Originally Posted By: itdaddy
 Quote:

shell "cmd.exe /c for /F %%a in ('findstr /c:BULLSEYE\ c:\find.txt') do set FindName=%%a"


Like this works onthe command prompt
and then you type the word SET and it shows up
FINDNAME=DOMAIN\USerA

but for some reseason it sets it fine in kix shell but
doenst retain the value of FINDNAME?

Child processes are like teenage children.. old enough to drive but not old enough to put gas in the car. ;\)

When you run such a command from a "DOS" window, you own the resources.
SET PIE=BLUEBERRY
You now have a blueberry pie in your environment
CMD
You now have a (teenage) child process. You, being a mature adult, have shared your pie. A SET will confirm that the blueberry pie is there.
SET PIE=CHERRY
SET CAKE=CHOCOLATE
Your child eats the Blueberry pie and bakes (himself) a Cherry pie. Since the oven's hot, he bakes a chocolate cake.

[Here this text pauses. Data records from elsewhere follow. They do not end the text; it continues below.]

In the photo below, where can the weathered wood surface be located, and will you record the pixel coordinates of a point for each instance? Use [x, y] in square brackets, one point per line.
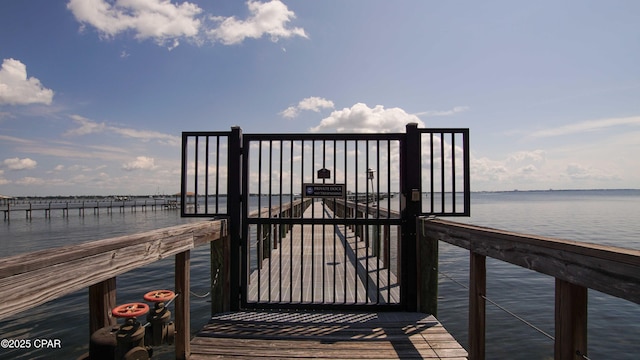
[28, 280]
[328, 335]
[323, 264]
[611, 270]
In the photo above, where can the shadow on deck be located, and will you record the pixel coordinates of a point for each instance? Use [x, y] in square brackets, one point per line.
[325, 335]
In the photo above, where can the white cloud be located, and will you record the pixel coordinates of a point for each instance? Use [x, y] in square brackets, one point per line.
[88, 126]
[268, 18]
[585, 126]
[140, 163]
[18, 89]
[31, 181]
[583, 173]
[313, 103]
[160, 20]
[455, 110]
[168, 23]
[20, 164]
[361, 118]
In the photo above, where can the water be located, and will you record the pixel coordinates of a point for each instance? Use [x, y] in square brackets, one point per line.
[604, 217]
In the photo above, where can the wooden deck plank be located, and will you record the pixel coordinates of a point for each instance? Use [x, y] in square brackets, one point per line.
[322, 264]
[330, 335]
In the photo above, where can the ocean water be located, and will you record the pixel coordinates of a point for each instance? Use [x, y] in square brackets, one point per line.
[606, 217]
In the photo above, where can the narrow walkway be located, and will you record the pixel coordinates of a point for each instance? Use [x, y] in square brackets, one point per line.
[325, 335]
[323, 264]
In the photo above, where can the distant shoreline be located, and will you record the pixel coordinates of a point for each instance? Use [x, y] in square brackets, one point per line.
[116, 197]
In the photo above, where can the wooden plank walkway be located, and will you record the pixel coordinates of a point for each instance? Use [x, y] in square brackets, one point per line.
[330, 265]
[323, 264]
[325, 335]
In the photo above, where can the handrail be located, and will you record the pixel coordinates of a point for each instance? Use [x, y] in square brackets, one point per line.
[31, 279]
[577, 266]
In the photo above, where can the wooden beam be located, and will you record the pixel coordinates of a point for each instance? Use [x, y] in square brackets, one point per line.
[477, 291]
[571, 321]
[102, 298]
[31, 279]
[611, 270]
[427, 274]
[183, 315]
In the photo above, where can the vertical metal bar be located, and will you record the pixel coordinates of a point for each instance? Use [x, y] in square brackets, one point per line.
[467, 173]
[302, 226]
[324, 262]
[442, 167]
[236, 190]
[183, 178]
[260, 255]
[387, 236]
[367, 237]
[335, 253]
[195, 188]
[280, 232]
[357, 227]
[270, 236]
[346, 216]
[431, 174]
[206, 176]
[218, 174]
[291, 232]
[377, 225]
[411, 182]
[453, 171]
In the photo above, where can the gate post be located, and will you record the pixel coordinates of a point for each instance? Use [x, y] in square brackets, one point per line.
[410, 208]
[234, 200]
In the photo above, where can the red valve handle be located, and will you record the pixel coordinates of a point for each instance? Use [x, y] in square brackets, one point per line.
[130, 310]
[159, 295]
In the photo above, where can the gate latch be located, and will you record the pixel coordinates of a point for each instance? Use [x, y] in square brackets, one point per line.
[415, 195]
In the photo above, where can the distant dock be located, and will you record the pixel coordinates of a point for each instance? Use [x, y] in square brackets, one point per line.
[47, 206]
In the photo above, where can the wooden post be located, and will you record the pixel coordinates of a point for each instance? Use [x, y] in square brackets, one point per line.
[220, 275]
[571, 320]
[427, 273]
[102, 298]
[477, 289]
[183, 316]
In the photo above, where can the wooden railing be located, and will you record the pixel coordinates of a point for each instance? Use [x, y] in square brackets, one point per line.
[31, 279]
[576, 266]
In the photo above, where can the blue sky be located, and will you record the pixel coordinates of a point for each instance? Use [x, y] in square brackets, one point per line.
[94, 94]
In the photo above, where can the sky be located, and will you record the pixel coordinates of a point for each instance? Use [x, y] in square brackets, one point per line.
[94, 94]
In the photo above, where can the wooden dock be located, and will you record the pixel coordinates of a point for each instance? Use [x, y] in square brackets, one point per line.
[325, 335]
[324, 264]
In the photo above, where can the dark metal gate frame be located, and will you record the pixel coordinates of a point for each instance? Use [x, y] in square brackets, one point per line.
[412, 187]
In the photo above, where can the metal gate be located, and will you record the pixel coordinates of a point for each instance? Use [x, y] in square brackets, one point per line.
[325, 220]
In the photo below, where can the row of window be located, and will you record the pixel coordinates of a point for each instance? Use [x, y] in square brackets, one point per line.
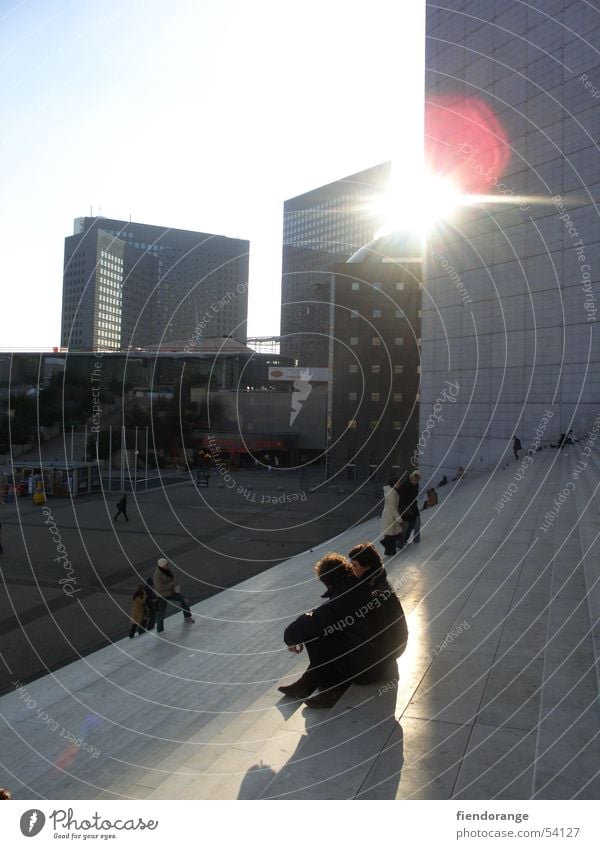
[352, 424]
[375, 369]
[377, 340]
[377, 314]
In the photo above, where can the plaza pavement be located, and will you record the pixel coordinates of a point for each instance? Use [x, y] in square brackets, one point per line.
[498, 689]
[68, 571]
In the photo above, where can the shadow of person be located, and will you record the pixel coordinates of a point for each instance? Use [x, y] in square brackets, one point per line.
[256, 779]
[339, 752]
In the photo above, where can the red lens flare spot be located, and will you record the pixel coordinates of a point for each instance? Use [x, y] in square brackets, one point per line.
[465, 141]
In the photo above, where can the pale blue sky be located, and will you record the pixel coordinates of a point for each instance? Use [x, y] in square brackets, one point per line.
[201, 114]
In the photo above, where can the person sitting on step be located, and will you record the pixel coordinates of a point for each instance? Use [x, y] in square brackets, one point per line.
[340, 636]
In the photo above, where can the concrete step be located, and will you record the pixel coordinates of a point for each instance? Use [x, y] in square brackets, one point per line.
[567, 754]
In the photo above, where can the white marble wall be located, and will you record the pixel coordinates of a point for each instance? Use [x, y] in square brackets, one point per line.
[524, 341]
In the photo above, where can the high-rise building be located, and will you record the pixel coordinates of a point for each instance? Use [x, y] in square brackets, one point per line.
[511, 285]
[374, 409]
[321, 228]
[129, 284]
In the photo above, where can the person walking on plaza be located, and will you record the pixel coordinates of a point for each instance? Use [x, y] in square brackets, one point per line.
[516, 446]
[139, 612]
[122, 507]
[167, 590]
[391, 521]
[431, 500]
[392, 631]
[408, 505]
[339, 636]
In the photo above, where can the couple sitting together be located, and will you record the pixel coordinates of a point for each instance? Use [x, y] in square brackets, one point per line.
[355, 636]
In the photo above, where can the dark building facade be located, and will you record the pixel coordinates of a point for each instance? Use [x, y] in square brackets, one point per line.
[322, 228]
[375, 360]
[129, 284]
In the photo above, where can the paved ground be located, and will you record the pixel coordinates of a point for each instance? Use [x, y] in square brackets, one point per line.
[498, 690]
[216, 537]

SET shows both in his environment.
EXIT
He leaves, heading to hang with his buds..
Look around..
SET
Hey! Where's the cake? Why do I have this old Blueberry pie and not some fresh Cherry pie? (In typical teenage fashion, you hear "Oh, did ya want some of that?" as he drives away.

Computer processes have a similar parent/child relationship (without the cost of gas). When you run a command, it establishes an environment, with a set of values. When that command runs another external command, it (the "child" process) establishes its own environment, starting with a copy of the parent process environment. The child is free to do anything it wants to its environment, knowing it won't affect its parent or any other sibling. Thus, when the child process terminates, its environment is destroyed.

The commands you enter at the command prompt are being run IN the current environment - you are not spawning a child process, so the results affect the current environment.

When you run a Kix script, it establishes an environment. You SHELL to a CMD shell to run the same commands - this creates a child environment where the environment var is created, and then destroyed when the shell exits.

Basically, what you're trying to do is not possible using environment vars. That's why there are other tools to run sub-commands and return data, such as WSHPipe(). Still, everything you want to do can be done natively from Kix.